Was I desperate enough to take something like that to tide me over. I could hear Reese’s words in my head. The salary wasn’t great—I really needed full-time work, but could I be too picky? I’d had a couple job interviews since I got back, but no one had called me for a second one. And I’d applied at a bunch of places. I was open to all sorts of possibilities. My degree was in social work, but I’d never used it. I took what jobs I could get.
Eye doctor’s office receptionist. Guest services coordinator at a hospital. Research assistant. My last job was data management. I’d liked that one the best, except for the boss and, you know, being fired because she mistook me for her husband’s mistress. There’s that. But the pay hadn’t been bad, and I’d enjoyed looking at numbers all day.
I was a closet nerd, until Reese found out.
He kept asking for a pic of me in a skirt and wire-rimmed glasses. I’d succumbed once as I walked past an eyeglasses kiosk in the mall, but I itched my nose with my middle finger in the photo. The sales guy thought it was hilarious—until I handed him back the glasses and tossed a “thank you” over my shoulder. He’d been dropping hints about when he got off work and asking what kind of food I liked. I booked it before the proposition could happen.

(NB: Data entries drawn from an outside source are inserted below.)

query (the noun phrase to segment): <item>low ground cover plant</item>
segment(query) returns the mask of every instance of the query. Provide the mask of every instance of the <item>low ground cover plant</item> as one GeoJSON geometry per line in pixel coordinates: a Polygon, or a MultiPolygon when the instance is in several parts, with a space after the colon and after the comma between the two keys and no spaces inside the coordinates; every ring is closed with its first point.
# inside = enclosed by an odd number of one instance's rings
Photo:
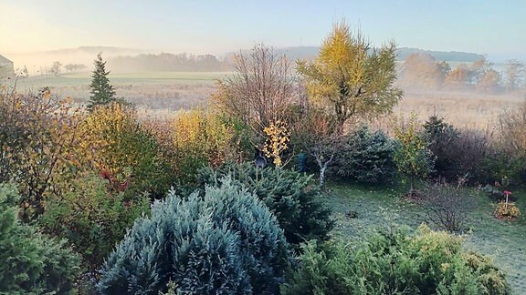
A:
{"type": "Polygon", "coordinates": [[[289,267],[276,218],[256,196],[223,180],[203,196],[174,192],[140,218],[101,270],[103,294],[276,293],[289,267]]]}
{"type": "Polygon", "coordinates": [[[510,294],[504,273],[462,249],[461,238],[421,226],[373,232],[362,242],[310,242],[283,294],[510,294]]]}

The text I’d gotten back from Reese was an image of him pulling his shorts away from his waist.
Reese: Are we doing this?
Me: Is that growing? Can’t tell. Your boxer briefs are in the way.

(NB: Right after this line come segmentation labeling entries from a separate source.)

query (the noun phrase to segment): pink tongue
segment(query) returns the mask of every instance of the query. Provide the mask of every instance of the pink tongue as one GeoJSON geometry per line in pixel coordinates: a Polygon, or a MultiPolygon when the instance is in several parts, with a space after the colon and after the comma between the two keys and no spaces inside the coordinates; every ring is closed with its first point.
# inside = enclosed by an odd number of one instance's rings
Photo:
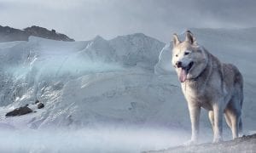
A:
{"type": "Polygon", "coordinates": [[[180,74],[179,74],[179,81],[181,82],[184,82],[187,79],[187,72],[184,69],[181,69],[180,74]]]}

Reese: I have a game tonight or I’d be buying you a plane ticket right now.
That was the typical back-and-forth with us.
My friends had spent the rest of the weekend at my place, and they’d even talked me into having lunch with Janet and her new husband. I’d sworn each of them to silence about Reese. If Janet found that out, friends from when I’d gone to camp as a child would come out of the woodwork. I also made sure they were tight-lipped about Damian. I was better about talking about that situation, but I still didn’t care to go there with Janet.
I’d also returned to my therapist.
She was surprised by my willingness to open up, but we were peeling away one painful layer at a time. Turns out I suffered from something called caregiver’s toxic guilt.
It was a mouthful to type and say, so I kept that to myself as well. Just easier. My friends knew I was going through a level of guilt they couldn’t understand, so they had refrained from asking too many questions.
Reese was the only one who brought Damian up these days, and it was just every so often and always a roundabout question—like what other teams Damian had liked. He was never direct or demanding, but he’d bring Damian’s name up until I peeled another layer back and gave him some details about the past. Once I’d done that, he’d change the topic.